Obwohl es nach Tallinn von hier aus “nur” noch 50sm sind, folge ich Timo in den kleinen Hafen von Lohusalu, ungefähr auf der Hälfte der Strecke. Das scheint ein kleiner Ausflugshafen im Tallinner Dunstkreis. Timo, der sich als sehr kundiger Estland Führer entpuppt, erzählt, dass der Hafen einem reichen Tallinner, der hier in der Nähe sein Wochenendhaus hat, gehört.

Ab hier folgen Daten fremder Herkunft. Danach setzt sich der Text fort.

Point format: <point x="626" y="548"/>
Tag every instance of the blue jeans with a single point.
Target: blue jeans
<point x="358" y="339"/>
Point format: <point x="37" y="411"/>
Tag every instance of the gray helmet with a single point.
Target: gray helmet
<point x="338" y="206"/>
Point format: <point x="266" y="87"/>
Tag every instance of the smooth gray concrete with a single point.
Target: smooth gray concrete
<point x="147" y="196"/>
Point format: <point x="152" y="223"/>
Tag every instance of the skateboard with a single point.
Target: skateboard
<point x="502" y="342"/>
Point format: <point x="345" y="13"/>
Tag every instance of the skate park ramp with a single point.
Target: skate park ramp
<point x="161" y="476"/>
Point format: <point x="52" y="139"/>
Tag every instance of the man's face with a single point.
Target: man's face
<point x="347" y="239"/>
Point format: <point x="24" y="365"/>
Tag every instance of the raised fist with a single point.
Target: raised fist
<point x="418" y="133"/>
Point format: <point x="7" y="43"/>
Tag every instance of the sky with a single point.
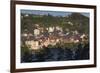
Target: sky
<point x="54" y="13"/>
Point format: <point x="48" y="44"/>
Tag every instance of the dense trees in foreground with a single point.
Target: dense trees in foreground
<point x="55" y="53"/>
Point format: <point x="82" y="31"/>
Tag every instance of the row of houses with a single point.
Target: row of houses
<point x="37" y="43"/>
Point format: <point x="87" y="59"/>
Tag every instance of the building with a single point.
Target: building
<point x="33" y="45"/>
<point x="36" y="32"/>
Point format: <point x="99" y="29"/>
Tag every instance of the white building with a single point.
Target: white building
<point x="36" y="32"/>
<point x="32" y="44"/>
<point x="51" y="29"/>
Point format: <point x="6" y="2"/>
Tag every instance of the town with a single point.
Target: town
<point x="42" y="37"/>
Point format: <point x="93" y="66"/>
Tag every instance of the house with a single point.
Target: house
<point x="36" y="32"/>
<point x="50" y="29"/>
<point x="33" y="45"/>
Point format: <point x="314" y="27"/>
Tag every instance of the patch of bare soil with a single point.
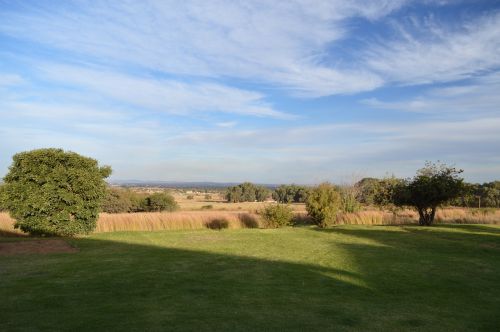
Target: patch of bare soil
<point x="36" y="247"/>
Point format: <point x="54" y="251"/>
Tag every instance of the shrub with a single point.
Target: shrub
<point x="116" y="201"/>
<point x="53" y="192"/>
<point x="434" y="185"/>
<point x="2" y="198"/>
<point x="161" y="202"/>
<point x="350" y="202"/>
<point x="290" y="194"/>
<point x="218" y="224"/>
<point x="323" y="204"/>
<point x="247" y="192"/>
<point x="278" y="215"/>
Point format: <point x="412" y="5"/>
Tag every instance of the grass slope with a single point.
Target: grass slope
<point x="346" y="278"/>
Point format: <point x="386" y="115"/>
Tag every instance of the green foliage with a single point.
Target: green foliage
<point x="323" y="204"/>
<point x="349" y="196"/>
<point x="278" y="215"/>
<point x="290" y="194"/>
<point x="218" y="224"/>
<point x="53" y="192"/>
<point x="3" y="198"/>
<point x="247" y="192"/>
<point x="367" y="190"/>
<point x="385" y="191"/>
<point x="434" y="185"/>
<point x="158" y="202"/>
<point x="117" y="201"/>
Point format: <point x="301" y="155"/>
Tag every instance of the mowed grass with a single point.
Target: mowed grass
<point x="387" y="278"/>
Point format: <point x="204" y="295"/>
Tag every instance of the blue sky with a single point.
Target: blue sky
<point x="265" y="91"/>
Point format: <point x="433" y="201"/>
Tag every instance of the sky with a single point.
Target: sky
<point x="262" y="91"/>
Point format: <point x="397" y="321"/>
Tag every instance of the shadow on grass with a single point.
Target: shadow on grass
<point x="111" y="285"/>
<point x="432" y="270"/>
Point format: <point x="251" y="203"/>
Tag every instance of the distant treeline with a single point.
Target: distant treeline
<point x="369" y="191"/>
<point x="119" y="200"/>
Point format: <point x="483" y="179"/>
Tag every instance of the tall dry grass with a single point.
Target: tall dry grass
<point x="156" y="221"/>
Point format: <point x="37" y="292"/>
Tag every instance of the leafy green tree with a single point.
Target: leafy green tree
<point x="247" y="192"/>
<point x="385" y="191"/>
<point x="53" y="192"/>
<point x="234" y="194"/>
<point x="323" y="204"/>
<point x="434" y="185"/>
<point x="366" y="190"/>
<point x="161" y="202"/>
<point x="2" y="198"/>
<point x="290" y="194"/>
<point x="278" y="215"/>
<point x="350" y="201"/>
<point x="261" y="193"/>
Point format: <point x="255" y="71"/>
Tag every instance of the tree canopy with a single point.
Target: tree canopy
<point x="247" y="192"/>
<point x="432" y="186"/>
<point x="54" y="192"/>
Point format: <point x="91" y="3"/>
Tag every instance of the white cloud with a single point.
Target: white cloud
<point x="10" y="79"/>
<point x="477" y="99"/>
<point x="226" y="124"/>
<point x="427" y="52"/>
<point x="162" y="94"/>
<point x="279" y="43"/>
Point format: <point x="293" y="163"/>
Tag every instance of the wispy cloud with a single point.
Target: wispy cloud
<point x="478" y="98"/>
<point x="261" y="40"/>
<point x="164" y="95"/>
<point x="428" y="51"/>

Klar, bau ich mir einfach mal einen kompletten Hafen… Die Umgebung und die Ausstattung des Hafens sind dafür echt schön geraten. Zu unserer Runde von Einhandseglern stößt noch Kalevi aus Finnland dazu. Ein alter finnischer Seebär, der eine ganze Menge spannender Geschichten zu erzählen hat, und so wird der Abend extrem lang und fröhlich. Ich merke mir für die Zukunft, dass Trinken mit Finnen recht gefährlich sein kann… ;-) So tragen nicht nur die 25 Grad und Windstille am nächsten Tag dazu bei, dass ich einen Hafentag zur Erholung einlege… Die beiden Finnen weisen mich nun auch noch in die finnische Saunakultur ein. Anschliessend gibt es ein Festmahl in Form des zweiten Grillens dieses Jahr. Es könnte einem wirklich schlechter gehen, die Stimmung ist gut.